This implies promptly that a poem ca not 'contain in itself the reasons why it is so and not otherwise' (Coleridge) since it must be written on top of the infrastructure of a language and orthography that the poet rarely originates (and if they do, in concrete poetry, risks losing comprehension, meaning or evocation other than of the poetic tradition or autonomy for autonomy's sake – a theme to be pursued later.
Similarly with all traditional art media: they require stages, galleries and concert venues; norms of inscription (notations, repertoires of gesture and motion) and a legacy of materials (instruments and tools, pigments, foundries). No wonder that art, now proven by new media to have no autonomy, instead embraces (critically or in celebration) its status as ideological or discursive vehicle of the social and historical apparatus that produces it.
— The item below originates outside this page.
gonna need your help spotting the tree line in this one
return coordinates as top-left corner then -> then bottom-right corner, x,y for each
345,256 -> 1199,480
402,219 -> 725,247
True: art may still be useless. Giving up on beauty, communication or social function only deprives it of use. It does not remove it from exchange value. Having no use-value aligns it all the more closely with the society that shapes it when its only remaining use is to be exchanged. Alternatively it does have uses – as pleasure, as meaningful, as intellectual exercise – which then destroys the uselessness argument again, and once more emphasises art's dependent status.
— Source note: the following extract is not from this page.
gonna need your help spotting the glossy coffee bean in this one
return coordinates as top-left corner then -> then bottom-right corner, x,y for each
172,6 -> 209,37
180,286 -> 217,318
This is not in itself a Bad Thing. Aesthetic practices that embrace their sociality can do things that may not otherwise be possible. For example, they have a habit of outliving not only their creators but the social order that birthed them, to the point that their pleasures no longer express for an audience today the matter they conveyed at their first appearance. The Eroica for one may still express the Absolute, as Adorno believed, but today scarcely evokes the fire and fury of Bonapartism or its tragedy.
A second potential then hoves into view: that the artwork is of value to the extent that it strives for autonomy and fails. If it did not fail, it would be fully incomprehensible; if it did not strive for freedom, it would be no different than any entertainment (which explains why so much content in the culture pages of our great organs is so entertaining). But because it strives and cracks in the attempt, it can show both the lineaments of the apparatus it is trying to escape and the possibility of there existing an alternate apparatus, even if the artwork can't realise it. This hypothesis is a slight revision of Adorno's ultimately pessimistic aesthetic theory (https://plato.stanford.edu/entries/adorno/#4).
Outliving the context of their production, artworks do not become autonomous but, as migrants, they become alien and to that extent alienated – alien to themselves and alienated in themselves. Only separated from the conditions of their generation can they become trophies of an aesthetic regime that requires them to be emblems of a freedom that does not exist. Separation form the conjuncture of their birth is often traumatic, the loot of Empire, or the prison songs that become beautiful only when they are removed from the chain gang. The 'immortality' of the Bard or of Bach is only an assurance that mortality is everlasting, that the dignity, even the presence, of the past can always be looted by the present, and thatb whatever we might leave of ourselves in the world after we leave it and lock the door behind us, will be the property of a culture that praises above all individuals, and individuals above justice, but if founded on theft, now in the form of unpayable debt – the very soul, the anima that animates rapacious cyborg capital. Formal autonomy as ascribed to art is the aesthetic form of debt. We can understand this through the continuing appeal of sacred music to atheist ears: God was, as doubt is, the Lord who giveth and taketh away, whose ways are unfathomable, and who is, as Kant says of the sublime, that then which there is no greater.
After autonomy, ecocritique. Why would art be autonomous where there is no human autonomy? The un-freedom of art is a blessing because it creates the possibility of cultural practices whose allegiance is not to human freedom but the liberation of the three phyla: human, natural and technical. Their interdependence means that there can no longer be freedom for any without freedom for all – for everything. Ecocritical as it cannot help but be, media art has a purpose that autonomous art lacks: to speak truly of the three phyla. Trueness, to coin a phrase (Wahrheit rather than Truth)becomes possible for an art that declares its dependence. Allonomy. Where self and selfishness are transcended, another law is possible, beyond the self-rule that lies etymologically under the word 'autonomy'.
The life of a work that survives the conditions of its making, the archival life as Giovanna Fossati calls it, the perpetual work of remaking of the work undertaken by humans, natural processes and technical reproductions and maintenance, is the site of truths, beauties and good things. This is why it is possible to experience something different, estranged from the lockdown boundaries, reading a Hardy poem up here over St Kilda, on a website set in Times over a weird purple background, on the screen of a MacBook Pro, squinting into the autumn sun. This ultra-specific encounter cannot be exchanged because it is not reproducible. Whatever use it has is single-use only. Its value lies less in what Hardy meant or I understand than in the intersecting networks of economies, technologies and ecologies that draw him and me to this meeting and then pass on, subtly but permanently altered.